You can find the table 【taskname】_syncer_checkpoint under the dm_meta database, which records the current binlog position.

Therefore, as long as the data source ID and task name remain unchanged, there is no need to worry about losing the binlog position.

| username: baofengyu | Original post link

Understood, I found the table where the binlog position is recorded. I am worried that, for example, the old instance’s consumption position recorded in this table is mysql-bin|000045.log, but the latest binlog file of the new instance is mysql-bin|000005.log. According to the above process, the task is started, and the task reads the synchronization position saved in the database as mysql-bin|000045.log. However, the new instance does not have this file and position at all. Will it report an error or start synchronizing from the latest binlog of the new instance? If it starts synchronizing from the latest, wouldn’t there be a possibility of data loss?

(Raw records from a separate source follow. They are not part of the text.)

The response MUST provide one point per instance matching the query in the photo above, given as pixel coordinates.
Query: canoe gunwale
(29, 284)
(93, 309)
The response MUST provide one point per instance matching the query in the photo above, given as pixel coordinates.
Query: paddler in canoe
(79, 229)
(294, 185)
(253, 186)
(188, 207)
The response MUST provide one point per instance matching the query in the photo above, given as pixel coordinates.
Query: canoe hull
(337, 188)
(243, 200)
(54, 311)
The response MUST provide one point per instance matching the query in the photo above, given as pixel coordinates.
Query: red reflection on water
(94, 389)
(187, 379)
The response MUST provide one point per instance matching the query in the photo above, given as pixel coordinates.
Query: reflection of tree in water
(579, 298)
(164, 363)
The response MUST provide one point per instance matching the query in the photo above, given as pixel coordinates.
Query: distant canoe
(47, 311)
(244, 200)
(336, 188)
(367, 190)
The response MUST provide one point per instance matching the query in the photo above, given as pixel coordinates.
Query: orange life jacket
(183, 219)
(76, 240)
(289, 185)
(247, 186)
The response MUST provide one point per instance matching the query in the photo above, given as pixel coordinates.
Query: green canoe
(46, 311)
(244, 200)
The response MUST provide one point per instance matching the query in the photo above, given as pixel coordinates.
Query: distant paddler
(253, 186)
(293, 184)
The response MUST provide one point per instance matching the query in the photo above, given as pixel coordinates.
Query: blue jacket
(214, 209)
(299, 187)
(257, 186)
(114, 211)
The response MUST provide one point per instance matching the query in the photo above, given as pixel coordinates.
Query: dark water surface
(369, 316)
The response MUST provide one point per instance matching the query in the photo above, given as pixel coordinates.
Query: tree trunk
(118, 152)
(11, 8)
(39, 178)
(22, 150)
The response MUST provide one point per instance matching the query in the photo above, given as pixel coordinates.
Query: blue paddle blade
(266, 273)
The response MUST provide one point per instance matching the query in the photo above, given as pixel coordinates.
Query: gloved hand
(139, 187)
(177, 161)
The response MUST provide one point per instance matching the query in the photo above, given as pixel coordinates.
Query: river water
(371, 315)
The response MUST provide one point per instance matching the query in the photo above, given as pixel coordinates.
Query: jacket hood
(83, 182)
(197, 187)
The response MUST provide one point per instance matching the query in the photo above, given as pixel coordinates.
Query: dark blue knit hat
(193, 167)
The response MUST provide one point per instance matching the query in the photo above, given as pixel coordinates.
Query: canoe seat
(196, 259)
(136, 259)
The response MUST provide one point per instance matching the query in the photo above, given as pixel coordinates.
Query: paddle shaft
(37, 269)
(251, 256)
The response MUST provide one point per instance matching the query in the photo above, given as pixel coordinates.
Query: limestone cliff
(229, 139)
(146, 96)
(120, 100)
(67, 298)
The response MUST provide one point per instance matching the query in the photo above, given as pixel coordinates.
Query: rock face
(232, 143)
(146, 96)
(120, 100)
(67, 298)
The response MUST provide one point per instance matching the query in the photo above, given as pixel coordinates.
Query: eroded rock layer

| username: 有猫万事足 | Original post link

In this situation, simply changing the IP address will not solve the problem.

The task also needs to be rebuilt. In the task configuration, you can specify the starting binlog position for synchronization. Moreover, if the task name is the same, you need to add --remove-meta when starting the task. This will delete the four tables corresponding to the original task in dm_meta and completely rebuild the task.

| username: baofengyu | Original post link

Okay, thank you for the reply.

| username: Zhang_Zhi | Original post link

Incremental synchronization can be achieved by setting the task-mode to incremental in the task configuration and specifying the starting pos position for synchronization.